Giovanni Campagnoli è Direttore Scuole don Bosco Borgomanero (No) e Direttore della Fondazione Academy, ente di formazione su robotica e meccatronica, che si rivolge in modo particolare ai Neet. Presidente della Fondazione Riusiamo l’Italia che si occupa in particolare di rigenerazione urbana, luoghi di produzione culturale giovanile e di start up culturali. Dal 2017 al 2021 è stato membro del Consiglio direttivo dell’Agenzia Italiana per la Gioventù. Dal 2004 dirige la net agency politichegiovanili.it, lavorando nell’ambito della ricerca, della consulenza e della formazione su politiche pubbliche per la gioventù, in particolare start up, nuovi lavori, spazi di aggregazione e centri di innovazione culturale e sociale. Docente all’Università Salesiana dall’A.A. 2019/2020, per il Ministero Cultura (MiC) ha sia attivato l’Osservatorio riuso sulla rigenerazione di spazi (http://osservatorioriuso.it ), sia fatto parte della Commissione del Programma Creative Living Lab. Valutatore per la Presidenza del Consiglio dei Ministri – Dipartimento Gioventù del bando “Cosa vuoi fare da giovane?”, di tre edizioni di “Culturability” (Fondazione Unipolis) e Bando Ecosistemi Culturali di Fondazione Cassa Depositi e Prestiti e di tre Avvisi dell’Assessorato Cultura Regione Piemonte (Hangar, per cui ha lavorato per 5 anni, v. www.hangarpiemonte.it). Autore di articoli e saggi in materia di rigenerazione urbana ed innovazione culturale ha pubblicato – per Ilsole24ore – il testo “Riusiamo l’Italia. Da spazi vuoti a start up culturali e sociali”, presentato in 220 date, con una pagina Facebook seguita da 110.000 persone. Nel 2017, per il Sole24ore, ha pubblicato (insieme al team di Hangar), “La (quasi) impresa. Manuale per operatori culturali”. Per Campus del Cambiamento (Milano) è formatore on line e cura il web format “Riusiamo l’Italia” su Youtube. Per Rete Iter (su finanziamento Dipartimento Gioventù), ha seguito il progetto “La grande bellezza” sulla rigenerazione di 5 spazi in Italia e l’attivazione della piattaforma on line sul matching tra spazi “vuoti disponibili” e potenziali riutilizzatori (v. http://www.mappa.riusiamolitalia.it ). Per la rivista di impresa Millionaire ha curato per cinque anni la rubrica mensile sulla rigenerazione dei luoghi, mantenendo lo sguardo sul project management della trasformazione da spazi vuoti a start up culturali e sociali, in particolari giovanili.
Nell’ambito delle politiche giovanili ha collaborato per anni con la Provincia autonoma di Trento, con Rete Iter, con le cooperative sociali Lotta di Sesto San Giovanni, Aurora Domus di Parma e Smart di Rovereto, con il Centro servizi volontariato Varese, con il Comune di Verbania e con la Fondazione Compagnia di San Paolo. Ha inoltre lavorato per il Comune di Rovereto (consulenza al Tavolo organizzazioni giovanili) e per le città di Formigine (progettazione incubatore tecnologico), Monza (candidatura a capitale italiana dei giovani) e Piacenza (progetto No Neet).

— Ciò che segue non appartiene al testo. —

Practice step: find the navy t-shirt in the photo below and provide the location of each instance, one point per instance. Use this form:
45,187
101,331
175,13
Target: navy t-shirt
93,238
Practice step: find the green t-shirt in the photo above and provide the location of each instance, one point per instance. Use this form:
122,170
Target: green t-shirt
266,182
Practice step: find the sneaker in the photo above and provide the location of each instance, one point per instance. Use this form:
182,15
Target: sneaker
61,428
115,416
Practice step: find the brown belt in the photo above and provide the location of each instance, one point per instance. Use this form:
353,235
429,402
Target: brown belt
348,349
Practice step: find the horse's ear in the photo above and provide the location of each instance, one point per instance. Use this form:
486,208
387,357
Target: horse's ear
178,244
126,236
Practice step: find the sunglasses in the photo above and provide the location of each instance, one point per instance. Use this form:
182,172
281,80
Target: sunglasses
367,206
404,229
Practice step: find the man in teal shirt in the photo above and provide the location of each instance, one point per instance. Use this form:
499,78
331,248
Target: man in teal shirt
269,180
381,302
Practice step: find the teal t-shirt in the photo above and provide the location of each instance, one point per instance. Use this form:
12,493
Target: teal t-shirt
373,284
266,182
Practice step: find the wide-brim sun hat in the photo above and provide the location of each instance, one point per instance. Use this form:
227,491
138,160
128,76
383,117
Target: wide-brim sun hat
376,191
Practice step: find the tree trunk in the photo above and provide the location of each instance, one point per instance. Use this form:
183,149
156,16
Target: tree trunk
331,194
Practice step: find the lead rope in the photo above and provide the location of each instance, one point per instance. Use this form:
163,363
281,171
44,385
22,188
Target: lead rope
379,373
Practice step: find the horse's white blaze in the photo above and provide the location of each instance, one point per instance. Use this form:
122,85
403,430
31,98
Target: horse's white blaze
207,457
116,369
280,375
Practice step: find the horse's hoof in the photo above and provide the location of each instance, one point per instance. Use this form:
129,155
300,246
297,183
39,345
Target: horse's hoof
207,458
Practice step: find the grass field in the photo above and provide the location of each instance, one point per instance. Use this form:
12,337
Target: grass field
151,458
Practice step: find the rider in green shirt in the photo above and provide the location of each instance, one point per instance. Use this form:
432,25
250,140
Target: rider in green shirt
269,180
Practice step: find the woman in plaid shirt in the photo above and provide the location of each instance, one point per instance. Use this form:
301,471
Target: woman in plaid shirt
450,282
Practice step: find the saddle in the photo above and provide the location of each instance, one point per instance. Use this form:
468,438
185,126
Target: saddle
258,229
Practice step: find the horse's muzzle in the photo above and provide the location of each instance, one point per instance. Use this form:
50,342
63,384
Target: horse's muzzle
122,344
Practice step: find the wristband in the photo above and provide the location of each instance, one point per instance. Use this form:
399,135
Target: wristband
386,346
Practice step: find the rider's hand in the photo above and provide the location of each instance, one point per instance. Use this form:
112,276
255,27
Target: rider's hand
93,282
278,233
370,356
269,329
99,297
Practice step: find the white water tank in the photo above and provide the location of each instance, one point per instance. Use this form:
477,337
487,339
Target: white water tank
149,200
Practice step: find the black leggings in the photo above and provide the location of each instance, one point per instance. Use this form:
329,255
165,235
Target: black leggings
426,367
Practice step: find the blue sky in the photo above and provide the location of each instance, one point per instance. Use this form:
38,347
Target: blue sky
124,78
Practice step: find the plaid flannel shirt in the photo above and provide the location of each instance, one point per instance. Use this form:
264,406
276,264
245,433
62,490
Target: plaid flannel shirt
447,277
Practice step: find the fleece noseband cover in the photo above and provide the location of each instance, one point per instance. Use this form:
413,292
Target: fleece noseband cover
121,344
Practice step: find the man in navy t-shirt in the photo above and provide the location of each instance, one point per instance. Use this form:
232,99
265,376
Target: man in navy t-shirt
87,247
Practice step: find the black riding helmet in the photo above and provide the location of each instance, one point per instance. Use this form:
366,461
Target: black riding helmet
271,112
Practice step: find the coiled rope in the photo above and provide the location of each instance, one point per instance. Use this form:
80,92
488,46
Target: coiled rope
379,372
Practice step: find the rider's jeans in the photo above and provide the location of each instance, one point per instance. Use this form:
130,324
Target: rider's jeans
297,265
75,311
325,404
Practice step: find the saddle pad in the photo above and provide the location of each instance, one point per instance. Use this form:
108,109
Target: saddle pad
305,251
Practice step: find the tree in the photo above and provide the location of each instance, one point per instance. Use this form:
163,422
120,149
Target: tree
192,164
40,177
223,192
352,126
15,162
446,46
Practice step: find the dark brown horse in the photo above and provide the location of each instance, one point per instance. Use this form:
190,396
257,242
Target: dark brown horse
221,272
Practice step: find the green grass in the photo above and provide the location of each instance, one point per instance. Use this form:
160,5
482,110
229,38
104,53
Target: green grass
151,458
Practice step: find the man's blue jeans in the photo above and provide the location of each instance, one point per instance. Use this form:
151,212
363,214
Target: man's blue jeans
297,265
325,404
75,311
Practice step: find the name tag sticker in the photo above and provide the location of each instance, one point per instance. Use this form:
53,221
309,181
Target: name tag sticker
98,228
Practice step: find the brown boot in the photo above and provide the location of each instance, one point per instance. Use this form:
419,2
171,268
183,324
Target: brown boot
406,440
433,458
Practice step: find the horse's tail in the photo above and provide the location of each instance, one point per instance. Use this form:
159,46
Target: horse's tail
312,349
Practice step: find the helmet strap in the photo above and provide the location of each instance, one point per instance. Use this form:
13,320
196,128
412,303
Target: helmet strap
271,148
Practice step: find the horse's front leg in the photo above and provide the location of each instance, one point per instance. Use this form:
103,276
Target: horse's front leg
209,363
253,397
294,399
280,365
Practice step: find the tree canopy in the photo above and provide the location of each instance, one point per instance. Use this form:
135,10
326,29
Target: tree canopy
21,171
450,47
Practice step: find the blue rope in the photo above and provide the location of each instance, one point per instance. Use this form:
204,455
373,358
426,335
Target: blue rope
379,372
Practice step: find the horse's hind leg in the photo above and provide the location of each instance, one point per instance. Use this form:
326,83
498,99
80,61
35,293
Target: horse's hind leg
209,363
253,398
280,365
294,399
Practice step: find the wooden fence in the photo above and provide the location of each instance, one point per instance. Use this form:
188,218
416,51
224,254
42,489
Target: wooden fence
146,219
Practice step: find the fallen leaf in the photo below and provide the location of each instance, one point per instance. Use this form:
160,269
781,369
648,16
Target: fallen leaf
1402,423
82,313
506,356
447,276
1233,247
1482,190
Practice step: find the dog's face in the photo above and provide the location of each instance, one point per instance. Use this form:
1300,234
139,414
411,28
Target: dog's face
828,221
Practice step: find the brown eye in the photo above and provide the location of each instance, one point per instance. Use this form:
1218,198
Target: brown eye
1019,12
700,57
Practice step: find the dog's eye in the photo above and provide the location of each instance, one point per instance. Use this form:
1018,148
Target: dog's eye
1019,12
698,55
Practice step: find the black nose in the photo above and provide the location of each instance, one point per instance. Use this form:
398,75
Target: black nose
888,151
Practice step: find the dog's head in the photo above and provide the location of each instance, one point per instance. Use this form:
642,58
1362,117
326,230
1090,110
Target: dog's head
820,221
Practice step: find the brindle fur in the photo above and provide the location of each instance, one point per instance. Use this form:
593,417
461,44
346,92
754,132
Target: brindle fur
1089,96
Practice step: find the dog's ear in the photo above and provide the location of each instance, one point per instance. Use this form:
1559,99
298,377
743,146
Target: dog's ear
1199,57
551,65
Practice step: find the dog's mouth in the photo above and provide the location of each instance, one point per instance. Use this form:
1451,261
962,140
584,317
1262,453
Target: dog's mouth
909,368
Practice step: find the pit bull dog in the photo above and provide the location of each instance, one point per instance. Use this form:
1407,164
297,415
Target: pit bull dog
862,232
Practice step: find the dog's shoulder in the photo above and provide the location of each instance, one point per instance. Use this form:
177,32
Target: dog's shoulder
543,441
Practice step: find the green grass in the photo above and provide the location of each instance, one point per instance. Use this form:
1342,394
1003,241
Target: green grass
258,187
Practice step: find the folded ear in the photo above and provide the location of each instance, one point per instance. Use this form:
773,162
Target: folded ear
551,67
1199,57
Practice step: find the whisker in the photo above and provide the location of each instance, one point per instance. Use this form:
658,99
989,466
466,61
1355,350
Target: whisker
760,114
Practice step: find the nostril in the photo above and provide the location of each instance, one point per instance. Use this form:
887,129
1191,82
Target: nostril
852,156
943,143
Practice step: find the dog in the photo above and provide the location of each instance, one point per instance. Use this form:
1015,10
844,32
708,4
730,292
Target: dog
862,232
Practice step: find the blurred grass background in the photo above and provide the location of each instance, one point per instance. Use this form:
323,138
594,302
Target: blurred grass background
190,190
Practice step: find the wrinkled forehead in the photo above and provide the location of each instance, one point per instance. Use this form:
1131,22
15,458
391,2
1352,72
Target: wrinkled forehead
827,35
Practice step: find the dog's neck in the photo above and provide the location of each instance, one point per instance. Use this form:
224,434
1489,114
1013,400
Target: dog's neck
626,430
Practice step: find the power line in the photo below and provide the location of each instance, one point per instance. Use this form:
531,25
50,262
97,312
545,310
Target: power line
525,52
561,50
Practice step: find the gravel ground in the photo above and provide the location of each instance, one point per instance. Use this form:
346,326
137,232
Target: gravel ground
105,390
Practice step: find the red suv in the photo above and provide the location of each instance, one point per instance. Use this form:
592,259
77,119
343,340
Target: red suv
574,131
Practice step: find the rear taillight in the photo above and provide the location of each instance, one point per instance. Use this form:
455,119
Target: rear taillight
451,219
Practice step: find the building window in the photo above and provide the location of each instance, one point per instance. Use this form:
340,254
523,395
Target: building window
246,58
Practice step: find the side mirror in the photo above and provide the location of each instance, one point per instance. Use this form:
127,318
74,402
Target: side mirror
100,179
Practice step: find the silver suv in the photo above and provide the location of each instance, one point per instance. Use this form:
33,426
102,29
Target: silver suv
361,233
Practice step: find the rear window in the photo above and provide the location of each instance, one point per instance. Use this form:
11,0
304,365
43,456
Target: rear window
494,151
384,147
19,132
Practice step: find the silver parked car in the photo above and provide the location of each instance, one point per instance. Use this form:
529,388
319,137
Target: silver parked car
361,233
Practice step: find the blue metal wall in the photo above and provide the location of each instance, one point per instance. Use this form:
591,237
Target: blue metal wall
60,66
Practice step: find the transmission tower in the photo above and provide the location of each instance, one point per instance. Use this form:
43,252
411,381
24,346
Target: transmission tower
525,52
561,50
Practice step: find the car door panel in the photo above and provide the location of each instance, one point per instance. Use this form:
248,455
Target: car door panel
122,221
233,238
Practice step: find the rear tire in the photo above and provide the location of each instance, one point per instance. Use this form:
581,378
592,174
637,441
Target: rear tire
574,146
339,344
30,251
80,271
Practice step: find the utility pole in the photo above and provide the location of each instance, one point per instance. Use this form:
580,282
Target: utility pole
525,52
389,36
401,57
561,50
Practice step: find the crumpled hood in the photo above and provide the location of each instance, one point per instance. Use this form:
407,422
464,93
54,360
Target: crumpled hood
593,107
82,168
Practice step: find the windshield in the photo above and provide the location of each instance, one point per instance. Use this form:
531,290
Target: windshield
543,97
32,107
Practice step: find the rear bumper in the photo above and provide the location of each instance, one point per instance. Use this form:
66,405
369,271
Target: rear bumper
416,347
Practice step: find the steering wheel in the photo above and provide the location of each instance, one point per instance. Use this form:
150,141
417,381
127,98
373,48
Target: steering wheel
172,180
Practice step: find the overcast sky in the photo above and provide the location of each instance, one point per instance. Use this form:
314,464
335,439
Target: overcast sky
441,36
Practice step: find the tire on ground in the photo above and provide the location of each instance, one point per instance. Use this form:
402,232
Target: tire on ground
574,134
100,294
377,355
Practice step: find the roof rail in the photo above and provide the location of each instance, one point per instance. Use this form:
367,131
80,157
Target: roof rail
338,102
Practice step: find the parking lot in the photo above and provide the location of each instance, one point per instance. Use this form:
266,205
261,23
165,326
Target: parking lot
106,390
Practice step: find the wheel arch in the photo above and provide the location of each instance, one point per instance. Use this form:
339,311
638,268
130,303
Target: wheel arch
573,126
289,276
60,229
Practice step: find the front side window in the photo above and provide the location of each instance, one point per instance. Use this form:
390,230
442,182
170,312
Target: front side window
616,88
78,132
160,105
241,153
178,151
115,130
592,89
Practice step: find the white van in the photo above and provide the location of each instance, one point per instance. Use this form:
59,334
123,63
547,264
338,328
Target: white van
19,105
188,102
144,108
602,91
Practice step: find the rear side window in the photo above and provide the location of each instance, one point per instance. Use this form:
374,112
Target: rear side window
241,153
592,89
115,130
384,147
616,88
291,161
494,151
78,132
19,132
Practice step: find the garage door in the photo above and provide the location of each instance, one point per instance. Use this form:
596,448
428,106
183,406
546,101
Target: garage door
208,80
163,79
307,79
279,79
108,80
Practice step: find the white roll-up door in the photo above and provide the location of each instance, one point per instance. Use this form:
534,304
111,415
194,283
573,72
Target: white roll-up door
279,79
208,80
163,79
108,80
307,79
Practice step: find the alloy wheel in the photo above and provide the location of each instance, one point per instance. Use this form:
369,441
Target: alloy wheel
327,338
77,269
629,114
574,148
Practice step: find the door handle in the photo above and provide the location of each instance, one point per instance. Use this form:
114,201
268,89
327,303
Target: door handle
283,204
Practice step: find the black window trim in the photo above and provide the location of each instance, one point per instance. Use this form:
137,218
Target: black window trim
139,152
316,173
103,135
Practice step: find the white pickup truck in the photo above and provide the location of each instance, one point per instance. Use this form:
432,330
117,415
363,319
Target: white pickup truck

Dal 1993 al 2013 è stato amministratore della cooperativa sociale Vedogiovane (NO), occupandosi dell’area politiche giovanili, con attività di formazione e consulenza a molti enti pubblici e del terzo settore. Successivamente ha lavorato per l’Incubatore certificato Enne3 dell’Università del Piemonte Orientale.
Sul tema delle politiche giovanili ha curato numerose ricerche e pubblicazioni.